L’intelligence émotionnelle est la capacité à « percevoir ses propres émotions et à établir des rapports harmonieux avec les autres ». La plasticité de notre cerveau, avec de nouvelles connections et de nouveaux neurones, permet de nous adapter en gérant aux mieux nos émotions et nos comportements. Alors, une part de nos émotions échappe  à tout contrôle rationnel. Et la fonction de Haut Potentiel (la douance) est liée, la plupart du temps, à une hypersensibilité émotive.
Reuven Bar-On, directeur de l’institut des Intelligences appliquées au Danemark, a mis au point une des premières mesures de l’intelligence émotionnelle, qu’il nomma quotient émotionnel (QE). Il considère que les personnes avec un QE supérieur à la moyenne ont un meilleur taux de réussite quand elles font face aux pressions de l’environnement.

Et l’intelligence relationnelle
L’intelligence relationnelle (ou intelligence sociale) est la troisième forme d’intelligence. Elle dépend étroitement de l’intelligence émotionnelle mais elle n’en est pas tributaire. Elle nous permet de gérer positivement nos relations avec les autres.
L’évaluation de l’intelligence relationnelle est primordiale chez les hauts potentiels. Ils ont du mal à s’intégrer dans leur famille, l’entreprise, la société…Leur intransigeance, leur vivacité d’esprit, leur faculté d’élocution provoquent le rejet de la part du groupe.
En période de crises, comme une pandémie, les surdoués ont connecté leur intelligence émotionnelle à leur intelligence relationnelle. Ils sont alors un exemple pour tous ceux qui sont confrontés à une carence de liens.



La résistance au changement ou la résilience ?


Tout individu entretient une relation ambiguë avec l’idée de changement. La société actuelle est confrontée à des modifications d’ordres professionnel, économique, sanitaire ou familial. Ces transformations ne sont pas sans effets sur le psychisme de la personne, qui échoue à intégrer la crise.
Dans ce contexte, le deuil est un élément essentiel dans une situation de crises. Il n’est pas seulement la disparition d’un être cher, bien que ce soit celui à qui l’on pense en premier. Il concerne aussi la perte d’un mode de vie, d’une insouciance ou d’une liberté. Nous perdons nos repères et la confiance placée dans le monde d’avant. Pour cela, l’exemple des surdoués est éloquent quand il s’agit de faire son deuil car ils y sont préparés tout au long de leur vie. « Ils font leur deuil de l’idée d’une normalité retrouvée ou d’un milieu dans lequel ils seront enfin compris et intégrés ».
Ainsi, beaucoup de surdoués font preuve de résilience. En psychologie, ce concept décrit la capacité d’un individu à se relever après une épreuve douloureuse. Boris Cyrulnik l’introduit avec l’observation des survivants des camps de concentration. « C’est donc à partir d’une expérience de souffrance, pour la dépasser, qu’on actualise des forces demeurées jusqu’alors latentes et inconnues ».
La résilience est un mécanisme de défense qui permet à l’individu de survivre à son traumatisme, mais sans en guérir totalement.

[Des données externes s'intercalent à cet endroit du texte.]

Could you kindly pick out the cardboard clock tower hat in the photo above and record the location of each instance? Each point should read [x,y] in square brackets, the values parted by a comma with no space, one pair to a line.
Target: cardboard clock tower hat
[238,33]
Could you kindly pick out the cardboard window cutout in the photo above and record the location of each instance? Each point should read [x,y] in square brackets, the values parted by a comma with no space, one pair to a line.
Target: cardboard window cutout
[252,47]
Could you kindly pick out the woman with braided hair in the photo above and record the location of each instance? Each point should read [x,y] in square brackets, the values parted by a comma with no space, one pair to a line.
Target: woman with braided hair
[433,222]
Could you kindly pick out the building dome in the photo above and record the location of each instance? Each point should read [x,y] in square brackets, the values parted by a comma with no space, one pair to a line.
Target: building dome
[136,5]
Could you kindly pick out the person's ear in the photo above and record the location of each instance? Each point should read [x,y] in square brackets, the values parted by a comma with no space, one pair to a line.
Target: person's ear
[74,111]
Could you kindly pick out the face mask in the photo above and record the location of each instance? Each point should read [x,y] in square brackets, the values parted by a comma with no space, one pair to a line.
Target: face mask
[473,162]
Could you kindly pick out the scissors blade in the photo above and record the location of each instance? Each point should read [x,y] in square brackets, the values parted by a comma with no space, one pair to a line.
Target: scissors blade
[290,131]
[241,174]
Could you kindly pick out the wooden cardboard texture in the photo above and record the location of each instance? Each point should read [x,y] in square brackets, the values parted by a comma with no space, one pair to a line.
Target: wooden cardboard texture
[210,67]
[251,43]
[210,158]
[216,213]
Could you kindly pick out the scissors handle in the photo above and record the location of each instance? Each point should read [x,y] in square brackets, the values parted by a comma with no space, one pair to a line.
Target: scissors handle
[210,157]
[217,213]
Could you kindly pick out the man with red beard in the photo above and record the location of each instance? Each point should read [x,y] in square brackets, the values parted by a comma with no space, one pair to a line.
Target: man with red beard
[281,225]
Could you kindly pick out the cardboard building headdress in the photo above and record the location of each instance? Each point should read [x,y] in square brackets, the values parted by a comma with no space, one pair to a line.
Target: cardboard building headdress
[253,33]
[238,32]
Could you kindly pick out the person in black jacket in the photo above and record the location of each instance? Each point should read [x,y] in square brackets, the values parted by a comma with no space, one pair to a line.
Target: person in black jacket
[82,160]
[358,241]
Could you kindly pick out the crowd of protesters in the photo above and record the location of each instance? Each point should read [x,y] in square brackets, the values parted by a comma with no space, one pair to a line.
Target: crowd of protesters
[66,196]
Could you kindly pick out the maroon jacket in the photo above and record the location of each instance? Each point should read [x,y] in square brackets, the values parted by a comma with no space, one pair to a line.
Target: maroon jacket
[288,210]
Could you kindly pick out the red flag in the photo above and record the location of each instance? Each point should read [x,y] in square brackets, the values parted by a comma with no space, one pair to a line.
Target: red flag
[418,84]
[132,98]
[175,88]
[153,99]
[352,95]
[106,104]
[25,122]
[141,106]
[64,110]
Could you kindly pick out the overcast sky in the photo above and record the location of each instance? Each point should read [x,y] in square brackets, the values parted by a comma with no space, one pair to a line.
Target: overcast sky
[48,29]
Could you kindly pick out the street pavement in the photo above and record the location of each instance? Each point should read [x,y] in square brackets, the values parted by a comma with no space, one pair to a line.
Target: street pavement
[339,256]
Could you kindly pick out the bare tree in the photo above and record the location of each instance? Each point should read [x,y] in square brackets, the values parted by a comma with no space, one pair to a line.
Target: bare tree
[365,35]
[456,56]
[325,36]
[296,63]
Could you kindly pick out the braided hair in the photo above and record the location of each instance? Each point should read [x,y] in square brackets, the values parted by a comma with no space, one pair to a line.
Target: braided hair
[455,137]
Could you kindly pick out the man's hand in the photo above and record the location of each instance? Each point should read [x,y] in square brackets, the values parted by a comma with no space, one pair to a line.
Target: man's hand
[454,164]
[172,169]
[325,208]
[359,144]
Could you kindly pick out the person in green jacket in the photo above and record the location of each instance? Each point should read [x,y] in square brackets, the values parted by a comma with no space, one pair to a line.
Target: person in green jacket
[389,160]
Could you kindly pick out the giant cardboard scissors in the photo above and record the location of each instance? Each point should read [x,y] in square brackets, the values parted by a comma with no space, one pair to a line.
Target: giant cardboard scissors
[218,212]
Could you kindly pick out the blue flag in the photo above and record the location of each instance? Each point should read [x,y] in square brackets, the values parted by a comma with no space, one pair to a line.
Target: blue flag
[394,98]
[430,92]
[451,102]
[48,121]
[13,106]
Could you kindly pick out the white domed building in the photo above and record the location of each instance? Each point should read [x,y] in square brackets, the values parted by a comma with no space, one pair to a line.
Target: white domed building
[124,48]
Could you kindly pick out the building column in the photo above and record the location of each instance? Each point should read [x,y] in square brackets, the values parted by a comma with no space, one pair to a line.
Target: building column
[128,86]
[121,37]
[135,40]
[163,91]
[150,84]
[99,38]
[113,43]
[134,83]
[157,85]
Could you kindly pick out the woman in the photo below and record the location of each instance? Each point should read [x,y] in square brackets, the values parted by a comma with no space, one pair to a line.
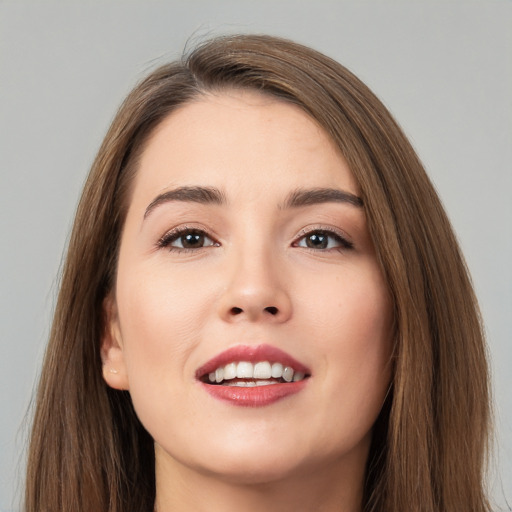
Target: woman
[263,306]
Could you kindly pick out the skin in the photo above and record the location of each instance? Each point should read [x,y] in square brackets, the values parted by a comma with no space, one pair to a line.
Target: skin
[173,310]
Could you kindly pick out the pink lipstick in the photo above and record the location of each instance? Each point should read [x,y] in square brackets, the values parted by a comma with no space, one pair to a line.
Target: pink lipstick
[252,376]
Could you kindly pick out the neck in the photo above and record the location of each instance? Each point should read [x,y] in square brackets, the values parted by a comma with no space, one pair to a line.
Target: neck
[325,489]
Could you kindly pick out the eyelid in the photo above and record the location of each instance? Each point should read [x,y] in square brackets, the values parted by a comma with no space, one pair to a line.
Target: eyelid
[329,230]
[173,234]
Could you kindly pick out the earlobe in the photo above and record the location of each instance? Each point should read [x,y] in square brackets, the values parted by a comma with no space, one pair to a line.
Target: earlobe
[112,353]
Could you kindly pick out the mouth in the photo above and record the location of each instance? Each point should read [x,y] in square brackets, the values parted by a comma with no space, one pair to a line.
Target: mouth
[247,374]
[253,375]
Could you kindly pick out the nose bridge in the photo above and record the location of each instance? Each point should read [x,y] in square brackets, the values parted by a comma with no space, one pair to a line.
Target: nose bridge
[255,288]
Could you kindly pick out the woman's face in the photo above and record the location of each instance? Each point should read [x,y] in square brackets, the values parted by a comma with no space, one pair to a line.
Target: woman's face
[245,242]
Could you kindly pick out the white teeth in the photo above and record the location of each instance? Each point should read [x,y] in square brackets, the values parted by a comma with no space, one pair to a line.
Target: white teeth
[288,374]
[251,384]
[277,370]
[230,371]
[244,370]
[260,371]
[298,376]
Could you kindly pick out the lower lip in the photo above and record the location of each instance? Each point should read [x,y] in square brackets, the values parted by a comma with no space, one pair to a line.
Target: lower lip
[257,396]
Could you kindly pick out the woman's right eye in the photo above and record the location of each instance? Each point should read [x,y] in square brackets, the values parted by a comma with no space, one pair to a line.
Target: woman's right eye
[186,239]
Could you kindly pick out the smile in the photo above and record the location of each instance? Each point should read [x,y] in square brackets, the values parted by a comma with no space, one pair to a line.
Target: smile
[247,374]
[253,375]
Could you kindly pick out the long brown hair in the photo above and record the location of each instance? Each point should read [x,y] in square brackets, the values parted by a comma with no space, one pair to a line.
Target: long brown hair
[89,452]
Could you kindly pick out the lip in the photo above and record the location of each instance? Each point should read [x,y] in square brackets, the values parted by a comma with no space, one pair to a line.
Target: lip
[251,354]
[257,396]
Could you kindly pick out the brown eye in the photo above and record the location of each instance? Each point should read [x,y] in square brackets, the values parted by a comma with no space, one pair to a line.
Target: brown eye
[321,240]
[187,239]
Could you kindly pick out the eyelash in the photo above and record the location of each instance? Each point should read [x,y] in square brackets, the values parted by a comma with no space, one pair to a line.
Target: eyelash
[171,236]
[338,236]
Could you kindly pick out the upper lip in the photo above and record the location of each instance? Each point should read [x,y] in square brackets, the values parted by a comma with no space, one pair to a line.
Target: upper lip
[252,354]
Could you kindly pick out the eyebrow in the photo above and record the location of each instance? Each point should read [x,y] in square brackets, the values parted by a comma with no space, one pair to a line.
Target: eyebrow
[202,195]
[306,197]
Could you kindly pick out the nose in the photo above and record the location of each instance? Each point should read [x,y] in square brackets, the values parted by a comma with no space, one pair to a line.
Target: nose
[255,290]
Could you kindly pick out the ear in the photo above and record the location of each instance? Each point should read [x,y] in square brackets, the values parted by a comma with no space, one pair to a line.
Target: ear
[112,354]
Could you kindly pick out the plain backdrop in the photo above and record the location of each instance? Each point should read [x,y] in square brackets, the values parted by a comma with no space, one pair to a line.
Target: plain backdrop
[444,69]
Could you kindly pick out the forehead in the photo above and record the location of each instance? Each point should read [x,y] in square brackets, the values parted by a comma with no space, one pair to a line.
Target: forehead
[244,141]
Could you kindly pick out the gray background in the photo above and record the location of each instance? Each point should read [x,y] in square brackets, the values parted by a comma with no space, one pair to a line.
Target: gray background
[443,68]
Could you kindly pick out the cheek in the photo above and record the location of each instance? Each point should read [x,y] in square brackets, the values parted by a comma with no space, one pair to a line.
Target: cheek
[161,316]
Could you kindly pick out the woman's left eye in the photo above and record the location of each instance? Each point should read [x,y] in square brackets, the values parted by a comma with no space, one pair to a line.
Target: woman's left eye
[188,239]
[323,240]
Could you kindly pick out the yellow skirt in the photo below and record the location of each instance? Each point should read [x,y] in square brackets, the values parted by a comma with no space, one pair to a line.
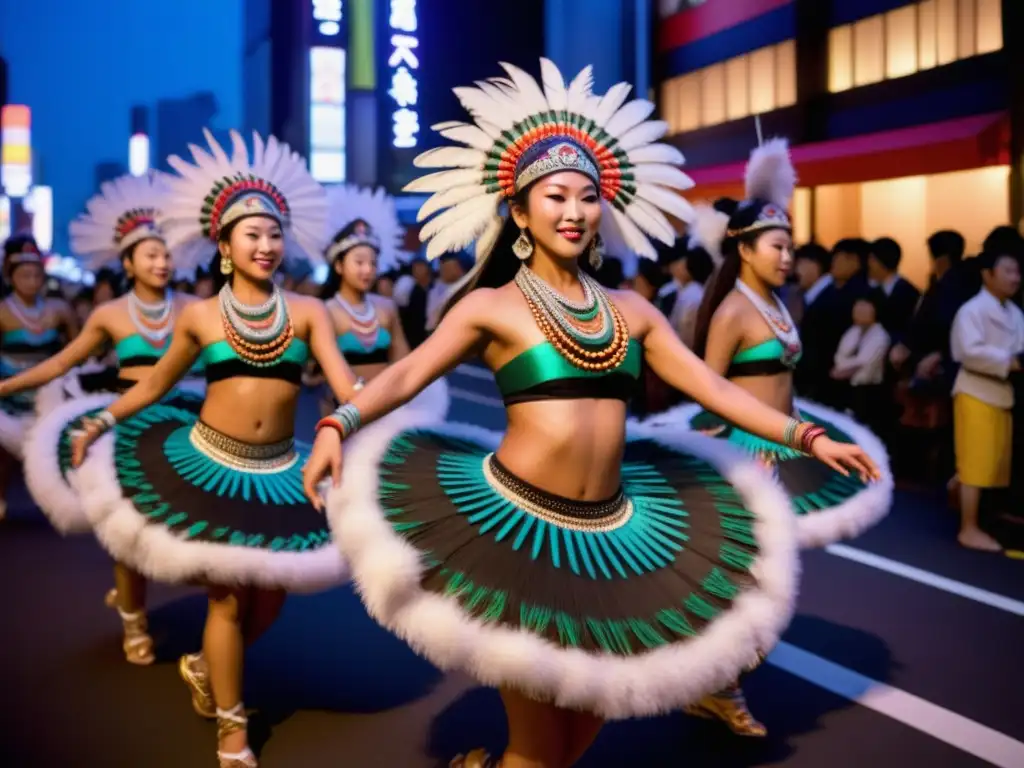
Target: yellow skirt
[983,437]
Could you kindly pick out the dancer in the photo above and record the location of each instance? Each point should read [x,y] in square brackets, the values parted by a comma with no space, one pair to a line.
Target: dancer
[32,328]
[121,226]
[217,499]
[745,333]
[588,574]
[365,238]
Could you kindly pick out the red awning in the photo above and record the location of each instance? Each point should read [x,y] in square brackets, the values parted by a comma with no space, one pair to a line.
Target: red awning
[937,147]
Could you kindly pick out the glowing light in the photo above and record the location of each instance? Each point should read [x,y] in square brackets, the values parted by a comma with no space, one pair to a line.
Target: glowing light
[327,114]
[138,155]
[40,204]
[15,150]
[403,62]
[328,12]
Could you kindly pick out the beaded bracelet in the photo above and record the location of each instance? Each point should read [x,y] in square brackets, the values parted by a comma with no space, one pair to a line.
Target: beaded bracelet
[346,420]
[105,420]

L’intelligence est évolutive
La psychologue Jacobsen a mis au point un « profil d’intelligence évolutionnaire ». Chacun d’entre nous, quelque soit son âge, peut augmenter son potentiel si son intelligence est stimulée de façon adéquate. Ainsi, tout individu (dans la mesure du raisonnable) est un surdoué en puissance s’il arrive à créer une synergie entre les différentes facettes de son intelligence.
Pour cela, le test est composé d’un inventaire réparti en deux chapitres : le premier pour les intelligences multiples, le deuxième pour le développement de l’intelligence. Mais ce test ne se substitue pas aux autres, il met en exergue les forces, les faiblesses et les vulnérabilités du sujet.
A l’issue, les réponses indiquent le besoin urgent qu’ont les surdoués à se connaître. Elles leur ont permis de s’adapter à leur entourage. Aussi, elles aideront les personnes fragilisées à faire le point pour « actualiser leur soi ».
Néanmoins, De Kermadec insiste sur le fait que ces démarches d’amélioration ne se substituent pas au rôle du psychothérapeute. « Le travail thérapeutique est circonscrit par l’objectif focal, ce qui délimite les résultats thérapeutiques ».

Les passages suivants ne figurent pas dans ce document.